Abstract: Learning to understand dynamic 3D scenes from imagery is crucial for applications ranging from robotics to scene reconstruction. Yet, unlike other problems where large-scale supervised training has enabled rapid progress, directly supervising methods for recovering 3D motion remains challenging due to the fundamental difficulty of obtaining ground truth annotations. We present a system for mining high-quality 4D reconstructions from internet stereoscopic, wide-angle videos. Our system fuses and filters the outputs of camera pose estimation, stereo depth estimation, and temporal tracking methods into high-quality dynamic 3D reconstructions. We use this method to generate large-scale data in the form of world-consistent, pseudo-metric 3D point clouds with long-term motion trajectories. We demonstrate the utility of this data by training a variant of DUSt3R to predict structure and 3D motion from real-world image pairs, showing that training on our reconstructed data enables generalization to diverse real-world scenes.

CVPR Workshops

In addition to the above papers appearing in the main track of the conference, CSE researchers are involved in a variety of other workshops co-located with CVPR this year. 

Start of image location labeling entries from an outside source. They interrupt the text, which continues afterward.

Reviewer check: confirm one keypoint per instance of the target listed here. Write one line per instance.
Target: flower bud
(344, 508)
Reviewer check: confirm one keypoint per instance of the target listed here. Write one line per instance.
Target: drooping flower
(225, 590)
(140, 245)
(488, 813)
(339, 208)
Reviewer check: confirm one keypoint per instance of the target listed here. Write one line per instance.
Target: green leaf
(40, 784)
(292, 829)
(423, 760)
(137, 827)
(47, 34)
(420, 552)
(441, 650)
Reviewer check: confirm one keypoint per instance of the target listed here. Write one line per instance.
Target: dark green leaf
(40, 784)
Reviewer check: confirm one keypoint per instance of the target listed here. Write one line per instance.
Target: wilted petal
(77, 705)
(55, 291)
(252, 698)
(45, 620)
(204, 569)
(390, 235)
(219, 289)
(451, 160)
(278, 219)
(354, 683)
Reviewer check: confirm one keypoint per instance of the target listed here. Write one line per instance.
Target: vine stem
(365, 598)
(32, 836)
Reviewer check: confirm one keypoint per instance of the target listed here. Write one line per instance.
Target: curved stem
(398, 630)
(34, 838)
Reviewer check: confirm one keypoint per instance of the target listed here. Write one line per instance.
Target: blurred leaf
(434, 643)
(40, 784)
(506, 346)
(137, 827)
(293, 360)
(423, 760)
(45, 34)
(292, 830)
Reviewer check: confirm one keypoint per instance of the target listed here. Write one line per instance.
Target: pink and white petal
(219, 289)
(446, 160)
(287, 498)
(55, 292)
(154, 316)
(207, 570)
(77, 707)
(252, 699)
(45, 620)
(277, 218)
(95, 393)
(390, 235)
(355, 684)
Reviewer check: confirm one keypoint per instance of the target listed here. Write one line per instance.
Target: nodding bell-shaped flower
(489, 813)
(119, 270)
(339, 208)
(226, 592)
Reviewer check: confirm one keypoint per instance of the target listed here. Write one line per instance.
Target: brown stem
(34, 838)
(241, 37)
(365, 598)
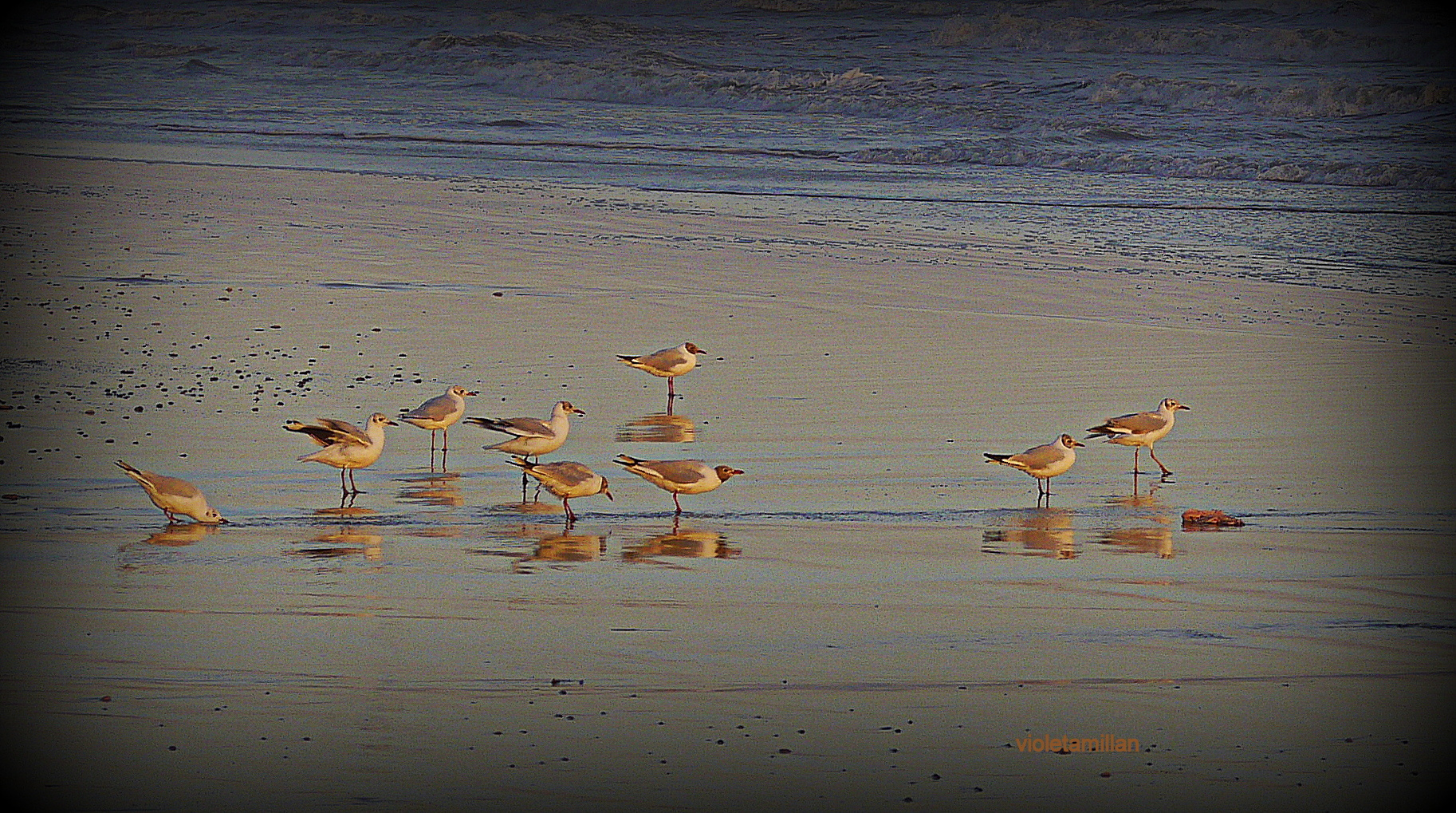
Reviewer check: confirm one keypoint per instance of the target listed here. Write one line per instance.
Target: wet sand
(868, 618)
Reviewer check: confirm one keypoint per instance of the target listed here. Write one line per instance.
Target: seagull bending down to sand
(565, 480)
(679, 477)
(666, 363)
(1043, 462)
(1140, 428)
(174, 495)
(345, 446)
(439, 414)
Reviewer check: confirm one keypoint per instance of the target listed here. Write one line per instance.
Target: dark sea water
(1305, 143)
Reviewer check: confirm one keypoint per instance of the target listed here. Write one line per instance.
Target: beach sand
(870, 618)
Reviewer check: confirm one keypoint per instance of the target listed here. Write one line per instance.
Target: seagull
(1140, 428)
(174, 495)
(678, 477)
(532, 436)
(439, 412)
(1043, 462)
(565, 480)
(345, 446)
(666, 363)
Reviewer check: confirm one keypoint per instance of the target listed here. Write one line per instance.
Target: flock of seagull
(348, 448)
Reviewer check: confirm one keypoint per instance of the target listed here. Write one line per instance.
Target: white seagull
(565, 480)
(679, 477)
(1140, 428)
(174, 495)
(666, 363)
(439, 412)
(532, 437)
(1043, 462)
(345, 446)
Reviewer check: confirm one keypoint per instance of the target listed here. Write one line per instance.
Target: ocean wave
(1322, 100)
(1263, 42)
(1221, 168)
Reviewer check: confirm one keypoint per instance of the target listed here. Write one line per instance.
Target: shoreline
(426, 649)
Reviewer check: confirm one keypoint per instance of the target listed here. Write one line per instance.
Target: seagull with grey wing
(439, 414)
(1140, 428)
(532, 437)
(174, 495)
(666, 363)
(345, 446)
(678, 477)
(565, 480)
(1043, 462)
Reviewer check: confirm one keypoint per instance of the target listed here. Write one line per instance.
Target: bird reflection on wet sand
(564, 550)
(1154, 535)
(435, 488)
(682, 543)
(176, 535)
(344, 543)
(1154, 539)
(659, 428)
(1040, 532)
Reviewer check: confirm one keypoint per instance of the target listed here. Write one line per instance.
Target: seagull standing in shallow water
(1140, 428)
(174, 495)
(1043, 462)
(532, 437)
(345, 446)
(437, 414)
(565, 480)
(679, 477)
(666, 363)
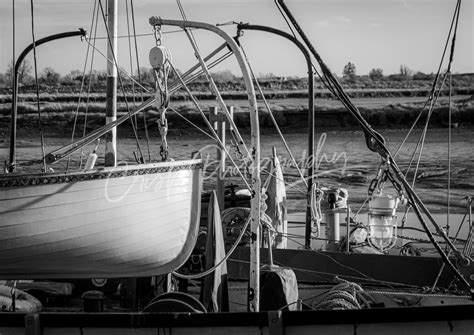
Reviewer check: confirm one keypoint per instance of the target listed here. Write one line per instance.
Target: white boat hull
(116, 222)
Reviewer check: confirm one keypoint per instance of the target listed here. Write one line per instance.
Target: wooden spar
(254, 167)
(14, 113)
(111, 103)
(311, 155)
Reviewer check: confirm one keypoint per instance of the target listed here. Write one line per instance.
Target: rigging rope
(275, 123)
(375, 142)
(139, 81)
(235, 133)
(76, 114)
(40, 125)
(130, 60)
(89, 87)
(209, 125)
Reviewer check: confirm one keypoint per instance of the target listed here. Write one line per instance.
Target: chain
(163, 128)
(158, 35)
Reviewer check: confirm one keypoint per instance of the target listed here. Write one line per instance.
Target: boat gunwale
(391, 316)
(18, 180)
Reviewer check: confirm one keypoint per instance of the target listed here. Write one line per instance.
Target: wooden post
(219, 123)
(111, 103)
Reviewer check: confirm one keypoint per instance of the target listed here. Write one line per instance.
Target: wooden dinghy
(126, 221)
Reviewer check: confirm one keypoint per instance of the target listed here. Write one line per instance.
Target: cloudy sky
(370, 33)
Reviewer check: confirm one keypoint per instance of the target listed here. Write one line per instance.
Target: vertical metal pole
(111, 103)
(311, 156)
(219, 127)
(11, 165)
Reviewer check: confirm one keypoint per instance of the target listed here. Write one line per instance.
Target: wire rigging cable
(375, 142)
(140, 80)
(141, 159)
(40, 125)
(76, 114)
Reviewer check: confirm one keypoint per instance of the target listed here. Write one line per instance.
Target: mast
(111, 102)
(254, 166)
(307, 56)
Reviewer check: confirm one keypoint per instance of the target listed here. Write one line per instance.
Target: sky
(369, 33)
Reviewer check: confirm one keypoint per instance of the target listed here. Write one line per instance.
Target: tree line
(49, 78)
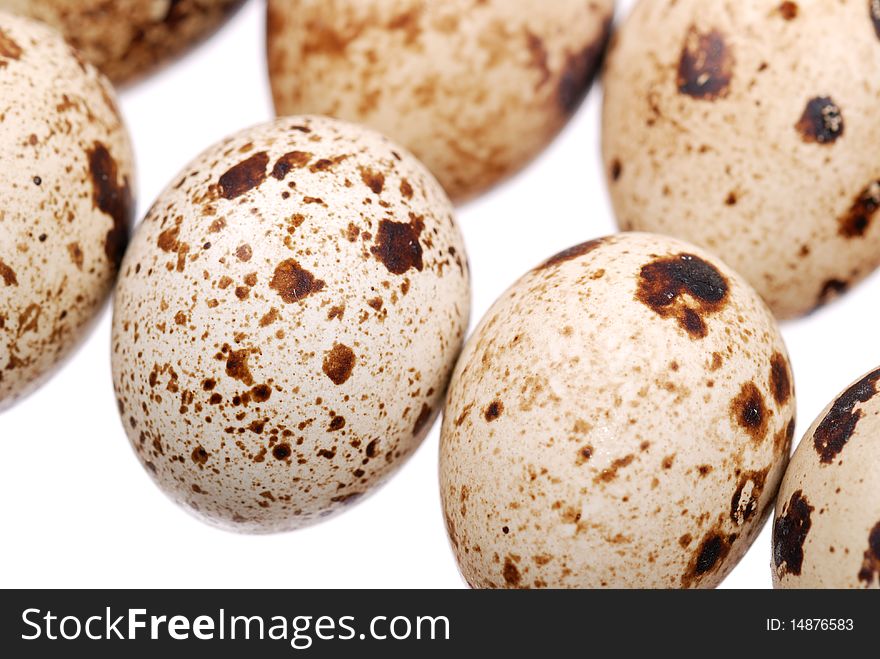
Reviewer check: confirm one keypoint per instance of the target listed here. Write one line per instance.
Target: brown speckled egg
(620, 418)
(475, 88)
(127, 38)
(65, 201)
(750, 128)
(286, 322)
(826, 533)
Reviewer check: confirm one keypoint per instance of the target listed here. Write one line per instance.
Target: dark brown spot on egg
(856, 221)
(244, 252)
(684, 287)
(397, 245)
(709, 557)
(76, 255)
(584, 455)
(616, 169)
(789, 533)
(261, 393)
(406, 189)
(705, 68)
(244, 176)
(338, 363)
(571, 253)
(289, 161)
(744, 503)
(200, 455)
(112, 197)
(821, 122)
(871, 562)
(493, 410)
(788, 10)
(780, 379)
(840, 422)
(510, 573)
(293, 283)
(579, 70)
(8, 275)
(750, 412)
(831, 289)
(237, 366)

Rada Mihalcea is an invited speaker at the Demographic Diversity in Computer Vision workshop and is giving a talk titled “Bridging the Digital Divide in Language-Vision Models”; Joyce Chai is among the lead organizers of the 3D-LLM/VLA workshop on Bridging Language, Vision and Action in 3D environments; and CSE researchers are presenting the following paper at the Computer Vision in the Wild workshop: 

Vision-Language Models Are Not Pragmatically Competent in Referring Expression Generation
Ziqiao Ma, Jing Ding, Xuejun Zhang, Dezhi Luo, Jiahe Ding, Sihan Xu, Yuchen Huang, Run Peng, Joyce Chai

Abstract: Referring Expression Generation (REG) is a core task for evaluating the pragmatic competence of vision-language systems, requiring not only accurate semantic grounding but also adherence to principles of cooperative communication (Grice, 1975). However, current evaluations of vision-language models (VLMs) often overlook the pragmatic dimension, reducing REG to a region-based captioning task and neglecting Gricean maxims. In this work, we revisit REG from a pragmatic perspective, introducing a new dataset (RefOI) of 1.5k images annotated with both written and spoken referring expressions. Through a systematic evaluation of state-of-the-art VLMs, we identify three key failures of pragmatic competence: (1) failure to uniquely identify the referent, (2) inclusion of excessive or irrelevant information, and (3) misalignment with human pragmatic preference, such as the underuse of minimal spatial cues. We also show that standard automatic evaluations fail to capture these pragmatic violations, reinforcing superficial cues rather than genuine referential success. Our findings call for a renewed focus on pragmatically informed models and evaluation frameworks that align with real human communication.